Miraculously, the B-17 Smith managed to reach a British airfield. The plane was literally destroyed: it had received more than 3,500 bullet hits and pieces of shrapnel from German anti-aircraft artillery. A few minutes after landing, the plane broke in half. Had it not been for Smith's efforts to put out the fire, the rest of the crew would have perished. For that act of heroism, Smith received the Medal of Honor, the highest US military award, personally presented by Henry L. Stimson, the Secretary of War.

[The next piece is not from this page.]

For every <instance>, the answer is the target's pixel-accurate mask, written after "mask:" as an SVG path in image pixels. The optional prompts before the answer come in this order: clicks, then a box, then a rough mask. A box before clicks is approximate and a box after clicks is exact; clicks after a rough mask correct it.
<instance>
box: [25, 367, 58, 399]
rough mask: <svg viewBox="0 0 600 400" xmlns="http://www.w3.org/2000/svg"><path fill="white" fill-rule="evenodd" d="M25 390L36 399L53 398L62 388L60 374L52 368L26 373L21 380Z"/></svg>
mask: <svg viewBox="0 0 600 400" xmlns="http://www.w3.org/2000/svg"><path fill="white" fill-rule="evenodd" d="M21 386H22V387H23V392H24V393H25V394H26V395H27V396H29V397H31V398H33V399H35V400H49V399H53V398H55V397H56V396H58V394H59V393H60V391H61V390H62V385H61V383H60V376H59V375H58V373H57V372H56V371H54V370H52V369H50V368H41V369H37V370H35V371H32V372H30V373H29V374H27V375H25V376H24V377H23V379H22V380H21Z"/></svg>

Ironically, the same week he received the Medal of Honor, Smith was grounded to a kitchen service for being late for a briefing. He only flew four more missions, later being sent to administrative work. Later, he was punished for suffering from combat stress, a disease that many soldiers suffered from then but that was not as well studied as it is now. Finally, he was demoted to the status of private strong>due to the complaints of his officers for the poor performance of his work, and ended up being sent home on February 2, 1945. Despite everything, in his hometown he was received as a hero. strong>

Sergeant Maynard H. Smith giving the military salute and wearing the Medal of Honor around his neck (source: American Air Museum in Britain).

The rest of his life he did not keep very good memories of his time in the Army. he had legal problems, worked for the Treasury Department and founded the "Police Officers Journal", a magazine geared towards law enforcement officers. He was always considered a troublemaker, but that never eclipsed his act of heroism and the fact that he was the first of only five USAAF non-commissioned officers to receive the Medal of Honor during World War II. He died in St. Petersburg, Florida, on May 11, 1984 at the age of 72, being buried in Arlington National Cemetery.

You can see here the excellent computer recreation published by the YouTube channel Yarnhub about the story of Maynard H. Smith:


Main photo HistoryNet. Maynard H. Smith posing next to the ball turret of a B-17.